Antiviral PrEP medications — short for pre-exposure prophylaxis — reduce the risk of contracting HIV from sex by 99 percent. As a result, a government advisory committee recommended in 2019 that the drugs be made part of the mandatory package of fully subsidized preventive care.

This is a development that everyone should cheer, including people who call themselves Christians: It prevents needless death. But Mitchell’s lawsuit claims the requirement forces religious employers “to choose between subsidizing lifestyles that violate their religious beliefs” and not providing insurance to their employees — and makes them “complicit in these behaviors.” Complicit?

More such clashes are coming. Two years ago, in Bostock v. Clayton County, the court ruled that federal anti-discrimination law covers gay and transgender workers. But by Mitchell’s — and O’Connor’s — reasoning, it would be a violation of an employer’s religious rights to apply that ruling to any employer whose anti-gay discrimination had a religious basis: If it’s subsidizing gay conduct to cover anti-HIV medication, then isn’t it subsidizing gay conduct to pay gay employees?

The court in Bostock said religious rights might “supersede” anti-discrimination law “in appropriate cases” and put off the issue for another day. The Mitchell-O’Connor approach would carve a gaping loophole in that protection. Which might suit this conservative court just fine.

Action at the Supreme Court likewise reminds everyone that claims of restrictions on "religious freedom" threat the rights of both the majority of Americans and minority groups groups in particular.  As NBC News reports, the Court blocked a lower court ruling that would require a "conservative" Jweish university to recognize a LGBT student orgaization.  Here are higlights:

The Supreme Court on Friday temporarily allowed an Orthodox Jewish university in New York to deny official recognition to an LGBTQ student group, the latest in a series of decisions in favor of religious rights. . . . Yeshiva University, which claims that recognizing the group would be contrary to its sincere religious beliefs.

The dispute is the latest clash between religious rights and LGBTQ rights to reach the high court, which has a 6-3 conservative majority.

Friday's decision puts on hold a decision by a New York state judge, who ruled in June that the university was bound by the New York City Human Rights Law, which bars discrimination based on sexual orientation.
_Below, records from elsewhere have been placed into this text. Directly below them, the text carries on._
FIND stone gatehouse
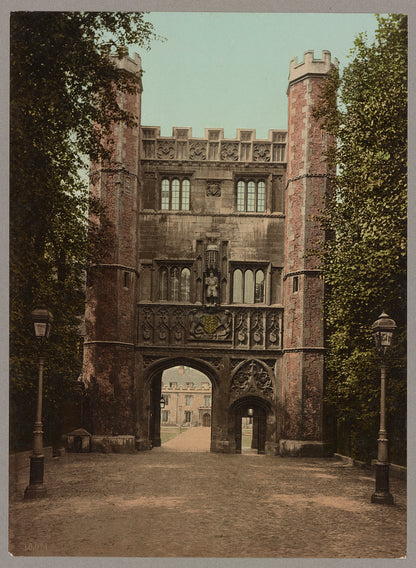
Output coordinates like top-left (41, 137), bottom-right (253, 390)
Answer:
top-left (84, 51), bottom-right (337, 455)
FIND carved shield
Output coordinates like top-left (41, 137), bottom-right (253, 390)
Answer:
top-left (203, 315), bottom-right (218, 335)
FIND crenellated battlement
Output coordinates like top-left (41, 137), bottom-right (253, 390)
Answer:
top-left (289, 50), bottom-right (339, 84)
top-left (141, 126), bottom-right (287, 163)
top-left (110, 48), bottom-right (142, 75)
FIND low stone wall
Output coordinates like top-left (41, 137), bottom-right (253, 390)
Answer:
top-left (9, 446), bottom-right (53, 495)
top-left (279, 440), bottom-right (330, 458)
top-left (91, 436), bottom-right (136, 454)
top-left (334, 454), bottom-right (407, 480)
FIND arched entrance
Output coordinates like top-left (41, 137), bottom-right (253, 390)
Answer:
top-left (143, 358), bottom-right (218, 450)
top-left (230, 396), bottom-right (272, 454)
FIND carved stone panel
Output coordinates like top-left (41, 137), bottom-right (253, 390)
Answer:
top-left (253, 144), bottom-right (270, 162)
top-left (189, 309), bottom-right (232, 341)
top-left (221, 142), bottom-right (239, 162)
top-left (250, 312), bottom-right (265, 349)
top-left (156, 308), bottom-right (169, 344)
top-left (206, 184), bottom-right (221, 197)
top-left (189, 142), bottom-right (207, 160)
top-left (139, 308), bottom-right (154, 344)
top-left (266, 312), bottom-right (282, 349)
top-left (157, 140), bottom-right (175, 160)
top-left (234, 311), bottom-right (248, 347)
top-left (230, 359), bottom-right (274, 398)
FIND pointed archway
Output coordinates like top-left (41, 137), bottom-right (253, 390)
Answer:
top-left (143, 357), bottom-right (218, 450)
top-left (229, 395), bottom-right (273, 454)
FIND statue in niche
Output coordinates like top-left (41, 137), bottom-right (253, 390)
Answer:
top-left (205, 270), bottom-right (218, 306)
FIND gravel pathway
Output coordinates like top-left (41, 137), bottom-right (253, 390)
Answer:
top-left (9, 444), bottom-right (406, 558)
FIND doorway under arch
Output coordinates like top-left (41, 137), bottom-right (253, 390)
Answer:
top-left (230, 396), bottom-right (272, 454)
top-left (147, 358), bottom-right (217, 451)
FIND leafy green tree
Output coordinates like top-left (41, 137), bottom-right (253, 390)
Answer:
top-left (10, 12), bottom-right (161, 449)
top-left (314, 14), bottom-right (407, 463)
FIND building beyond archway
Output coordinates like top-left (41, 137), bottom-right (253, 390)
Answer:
top-left (84, 51), bottom-right (333, 455)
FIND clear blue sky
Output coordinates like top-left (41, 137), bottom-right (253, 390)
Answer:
top-left (130, 12), bottom-right (377, 138)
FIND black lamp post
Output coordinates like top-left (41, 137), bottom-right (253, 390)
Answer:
top-left (25, 309), bottom-right (53, 499)
top-left (371, 312), bottom-right (397, 505)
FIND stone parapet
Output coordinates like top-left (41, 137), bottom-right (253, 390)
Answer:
top-left (289, 50), bottom-right (339, 84)
top-left (141, 126), bottom-right (287, 163)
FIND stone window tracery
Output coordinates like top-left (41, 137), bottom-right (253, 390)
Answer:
top-left (159, 266), bottom-right (191, 302)
top-left (233, 268), bottom-right (265, 304)
top-left (237, 180), bottom-right (266, 213)
top-left (160, 177), bottom-right (191, 211)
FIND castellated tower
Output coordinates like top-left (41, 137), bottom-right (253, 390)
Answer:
top-left (84, 53), bottom-right (142, 449)
top-left (281, 51), bottom-right (338, 455)
top-left (84, 51), bottom-right (337, 456)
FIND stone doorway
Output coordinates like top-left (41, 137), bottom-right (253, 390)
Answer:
top-left (230, 397), bottom-right (270, 454)
top-left (148, 359), bottom-right (214, 451)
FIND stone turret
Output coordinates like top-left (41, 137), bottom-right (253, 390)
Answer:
top-left (281, 51), bottom-right (338, 453)
top-left (84, 52), bottom-right (142, 449)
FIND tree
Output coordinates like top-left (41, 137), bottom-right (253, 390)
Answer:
top-left (10, 12), bottom-right (161, 448)
top-left (314, 14), bottom-right (407, 463)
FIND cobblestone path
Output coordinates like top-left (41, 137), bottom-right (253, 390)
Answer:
top-left (159, 426), bottom-right (211, 452)
top-left (9, 446), bottom-right (406, 558)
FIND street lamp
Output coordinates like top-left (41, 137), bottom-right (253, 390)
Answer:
top-left (25, 309), bottom-right (53, 499)
top-left (371, 312), bottom-right (397, 505)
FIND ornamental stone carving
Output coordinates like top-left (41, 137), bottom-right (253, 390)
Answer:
top-left (189, 142), bottom-right (207, 160)
top-left (221, 142), bottom-right (238, 162)
top-left (206, 181), bottom-right (221, 197)
top-left (157, 140), bottom-right (175, 160)
top-left (189, 309), bottom-right (232, 341)
top-left (250, 312), bottom-right (264, 347)
top-left (266, 313), bottom-right (282, 349)
top-left (235, 312), bottom-right (248, 346)
top-left (253, 144), bottom-right (270, 162)
top-left (230, 359), bottom-right (273, 398)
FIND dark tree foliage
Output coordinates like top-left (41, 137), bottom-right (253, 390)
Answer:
top-left (10, 12), bottom-right (161, 449)
top-left (314, 14), bottom-right (407, 464)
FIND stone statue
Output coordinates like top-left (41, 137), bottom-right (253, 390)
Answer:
top-left (205, 270), bottom-right (218, 304)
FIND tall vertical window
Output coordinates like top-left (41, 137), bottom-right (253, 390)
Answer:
top-left (233, 268), bottom-right (243, 304)
top-left (237, 181), bottom-right (246, 211)
top-left (169, 267), bottom-right (179, 302)
top-left (159, 268), bottom-right (168, 300)
top-left (233, 268), bottom-right (265, 304)
top-left (159, 266), bottom-right (191, 302)
top-left (182, 179), bottom-right (191, 211)
top-left (244, 270), bottom-right (254, 304)
top-left (254, 270), bottom-right (264, 304)
top-left (181, 268), bottom-right (191, 302)
top-left (160, 177), bottom-right (191, 211)
top-left (257, 181), bottom-right (266, 211)
top-left (237, 180), bottom-right (266, 213)
top-left (171, 179), bottom-right (180, 211)
top-left (161, 179), bottom-right (170, 209)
The university argues that it is a religious institution and therefore should be exempted from the law. Requiring it to endorse the group would be a “clear violation” of its rights under the U.S. Constitution’s First Amendment, which protects the free exercise of religion, the university argues.

The Pride Alliance group, which first sought recognition in 2019, sued in April 2021, saying the university was required to grant its request because it is a place of public accommodation that is covered by the anti-discrimination law.

Katherine Rosenfeld, a lawyer for Pride Alliance, said Friday that the group "remains committed to creating a space space for LGBTQ students" on campus and would await final action from the Supreme Court.

Americans need to wake up to the threat claims of "religious freedom" pose to many rights currently enjoyed by citizens.